Es werden die aktuellen Trends und Richtungen in der Erforschung sozialer Dienstleistungen in den Bereichen Gesundheit, Bildung und sogenannter Sorgetätigkeiten sowie die Analyse der politischen Richtlinien sozialer Dienstleistungen in Europa untersucht. Dies soll dazu beitragen, jene innovativen sozialen Dienstleistungen zu identifizieren, die Sektor übergreifend entwickelt werden.

Innovative Praxisbeispiele werden durch Fallstudien kommuniziert, die das theoretische Verständnis des gegenwärtigen Forschungsstands mit den praktischen Aspekten bereits umgesetzter innovativer Dienstleistungsideen verknüpfen. Die Fallstudien sollen dafür genutzt werden, Diskussionen zwischen den Stakeholdern über innovative soziale Dienstleistungen in den verschiedenen Kontexten in Europa anzustoßen. Jeder Fall soll mindestens einen Aspekt oder ein Prinzip der innovativen Dienstleistung darstellen oder eine Kombination mehrerer Aspekte aufzeigen. Die Verbreitung der Fallstudien soll schließlich durch die Nutzung neuer Informationstechnologien erfolgen.

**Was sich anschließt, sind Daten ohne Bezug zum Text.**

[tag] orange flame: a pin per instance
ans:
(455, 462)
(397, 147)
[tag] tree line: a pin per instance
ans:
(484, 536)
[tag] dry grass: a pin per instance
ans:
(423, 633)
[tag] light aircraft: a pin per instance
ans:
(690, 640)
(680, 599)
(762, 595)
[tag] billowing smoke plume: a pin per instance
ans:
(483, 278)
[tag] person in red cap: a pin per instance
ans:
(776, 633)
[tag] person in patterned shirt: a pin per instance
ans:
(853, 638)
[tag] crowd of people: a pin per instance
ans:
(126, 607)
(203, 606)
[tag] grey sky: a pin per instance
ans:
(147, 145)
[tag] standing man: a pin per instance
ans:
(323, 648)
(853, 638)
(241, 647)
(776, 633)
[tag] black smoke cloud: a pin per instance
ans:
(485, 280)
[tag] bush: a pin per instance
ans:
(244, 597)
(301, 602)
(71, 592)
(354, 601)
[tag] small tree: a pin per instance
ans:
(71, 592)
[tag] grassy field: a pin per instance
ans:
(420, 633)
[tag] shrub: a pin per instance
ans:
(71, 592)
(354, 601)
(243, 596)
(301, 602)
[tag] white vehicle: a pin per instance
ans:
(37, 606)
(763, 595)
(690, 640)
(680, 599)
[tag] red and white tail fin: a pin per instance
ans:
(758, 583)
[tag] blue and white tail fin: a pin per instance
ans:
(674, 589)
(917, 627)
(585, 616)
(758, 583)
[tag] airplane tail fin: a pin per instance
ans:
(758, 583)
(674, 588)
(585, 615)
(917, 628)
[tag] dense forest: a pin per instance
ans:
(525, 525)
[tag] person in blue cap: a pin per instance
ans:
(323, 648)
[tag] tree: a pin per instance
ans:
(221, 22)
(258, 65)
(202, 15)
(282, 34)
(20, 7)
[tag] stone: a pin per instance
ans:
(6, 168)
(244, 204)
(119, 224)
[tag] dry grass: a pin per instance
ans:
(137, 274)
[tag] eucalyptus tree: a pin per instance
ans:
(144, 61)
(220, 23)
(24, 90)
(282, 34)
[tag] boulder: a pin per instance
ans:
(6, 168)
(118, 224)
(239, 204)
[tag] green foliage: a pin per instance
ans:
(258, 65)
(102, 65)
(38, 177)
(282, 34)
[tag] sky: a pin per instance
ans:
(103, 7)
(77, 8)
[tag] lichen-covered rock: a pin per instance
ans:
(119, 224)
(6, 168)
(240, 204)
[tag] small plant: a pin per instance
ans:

Unter Anwendung methodologischer Instrumente zur Unterstützung und Leitung der Diskussionen werden in der Reflexion mit verschiedenen Stakeholdergruppen die Kernproblemfelder, Lücken und Bedarfe ermittelt und Hinweise für zukünftige Forschung gegeben. Eine große Bandbreite unterschiedlicher Stakeholder (Fachpersonal, Verbraucher, politische Entscheidungsträger) auf unterschiedlichen Ebenen (lokal, regional, national, europäisch) diskutiert die Innovationsbeispiele der Fallstudien. Diese verschiedenen Perspektiven anhand methodologischer Grundlagen auszuwerten, ist einer der heuristischen Ansätze der Plattform.

Beteiligung

Bei dem Projekt sind verschiedene europäische Universitäten und NPOs beteiligt.